Maybe it’s about time to take to the (virtual) streets and explain the importance of inclusion and rights for persons with disabilities. After hearing about the Hardest Hit campaign in London, I speculated what it would be like if there was a Million People with Disabilities March in Washington, D.C. (like other Million Something marches in the past).

The chat with Solana and my great respect for Global Voices ignited an idea in my head. Someone else fanned the flames. I want to credit @nethermind with something she said on Twitter. I believe she was making a direct or even an indirect call for action on spreading the word about accessibility. Anyway, the two ideas made me think that Global Voices would be a great channel for that call to action.


Let’s do this. Accessibility is an issue that is not confined to one country or to one language. This leads me to the odd word in my title. I have a great hashtag for this project.

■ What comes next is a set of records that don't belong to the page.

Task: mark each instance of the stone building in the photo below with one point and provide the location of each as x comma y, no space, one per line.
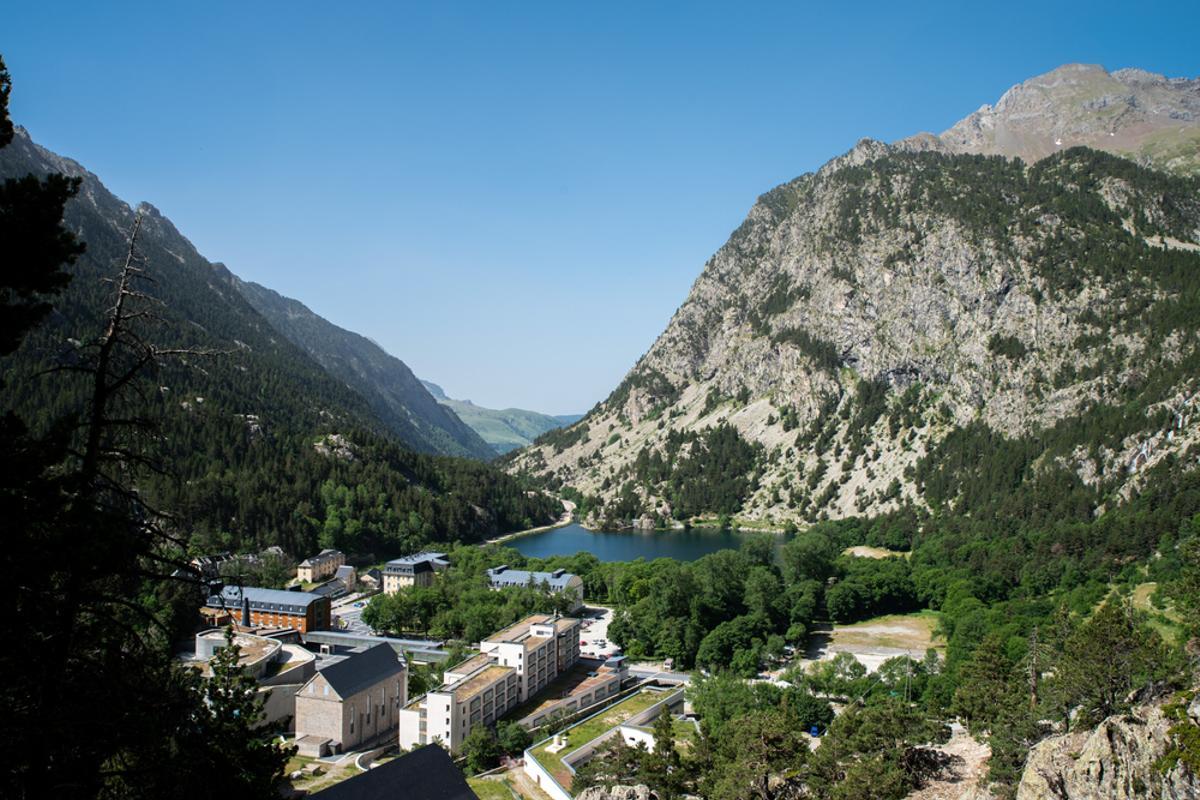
417,570
352,703
321,566
559,581
256,607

This is the word “global” plus the special abbreviation for accessibility called “a11y”. The “11” stands for the eleven letters of the word “accessibility” found between the “a” and the “y”. (This technique has been used for the words “localization”, which is “l10n”, and “internationalization”, which is “i18n”, so it’s not a new idea.) Merge Global and a11y and you get globa11y.

As an aside, I believe the word “inclusion” is better than accessibility in many ways. I think some people are put off by the term accessibility, or they simply do not understand how it can relate to them. Inclusion may be far better. However, both terms are not recognized that easily outside the group of people who work with or are interested in the topic of accessibility. Hashtags do tend to defy grammar and syntax, and the word accessibility lent itself more easily to a marriage with the word global.

Whatever we call it, let’s give it a go and start a movement!